Но двуличная земля Кефалонии была далеко не спокойна – она была подобна собаке, что спала под дождем, а потом вскочила и принялась отряхиваться.
Говорят, в древние времена все земли были одним целым; похоже, и сами континенты тоскуют по тому состоянию дел, точно так же, как люди, утверждающие, что они принадлежат не своей нации, а всему миру, и потому требуют международный паспорт и права проживания повсюду. Так, Индия, вспахивая Гималаи, проталкивается на север, полная решимости не быть островом, а навязать Азии свою тропическую влажную похоть. Арабский полуостров дает волю коварной мести оттоманам, небрежно облокачиваясь на Турцию в надежде заставить ее свалиться в Черное море. Африка, устав от белых людей, считающих ее удушающе мускусной, опасной, непостижимой и романтической, протискивается к северу в решимости, что Европа должна однажды взглянуть ей в лицо и признать в конце концов, что ее цивилизация была зачата в Египте. Только Америки поспешают на запад, столь непреклонно стремясь к изоляции и превосходству над всеми, что забывают: земля круглая, и в один прекрасный день они, волей-неволей, обнаружат, как удивительным образом прилепились к Китаю.

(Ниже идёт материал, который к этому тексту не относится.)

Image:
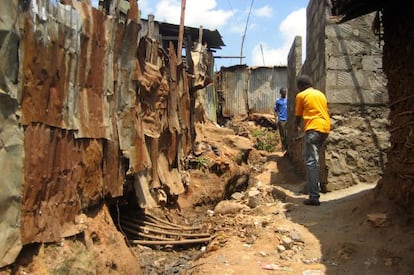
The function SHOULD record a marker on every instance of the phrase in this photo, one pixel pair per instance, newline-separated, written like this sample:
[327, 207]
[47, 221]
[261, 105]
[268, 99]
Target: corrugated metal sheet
[211, 103]
[85, 104]
[234, 86]
[264, 86]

Потом уже казалось очевидным, что это должно было произойти, но последний такой случай был не на Кефалонии, а на севере, на Левкасе в 1948 году, когда Греция так погрязла в дикости, что никто этого не заметил, а знаки и предзнаменования того утра сочли скорее странными, чем зловещими.
Только что завершилась корейская война, но французские войска уже высаживались в Индокитае. Стоял чудесный день – 13 августа 1953 года – незадолго до праздника Успенья, после сбора винограда. Висела легкая дымка, а небеса украшали беззаботно разбросанные слоистые облачка, похожие на инверсионный след, – их как будто поместил туда художник-экспрессионист с аллергией на порядок и серьезными эстетическими возражениями против симметрии и формы. Дросула заметила, что от земли исходят необъяснимо странные
– Я ведьма! Я ведьма! – закричала она, выскакивая из дому на улицу, где увидела, что через двор суетливо топочут ежиха с двумя ежатами, а с нижней ветки оливы ее пристально рассматривает нечто похожее на ночную сову, по бокам у нее рядком унасестились, не обращая на нее внимания и спрятав голову под крылья, недавно приобретенные Пелагией цыплята. Если бы Антония посмотрела на небо, то не увидела бы там ни одной птицы, а если бы пошла к морю, то заметила бы, что камбала плавает почти на поверхности, другие рыбы подпрыгивают, словно пожелали стать птицами и плавать в воздухе, а некоторые загодя перевернулись кверху брюхом и скончались.
Змеи и крысы покинули норы, куницы в кефалонийских сосняках собрались на земле в группки и сидели в ожидании, подобно любителям оперы перед началом увертюры. На улице перед докторским домом привязанный к стене мул рвался с веревки и бил ногами по камням – буханье его копыт отдавалось в доме. Поселковые собаки устроили такой же неслаженный, отнимающий силы хор, какой обычно происходит в сумерки, и реки сверчков целенаправленно текли через дороги и дворы, исчезая в колючих зарослях.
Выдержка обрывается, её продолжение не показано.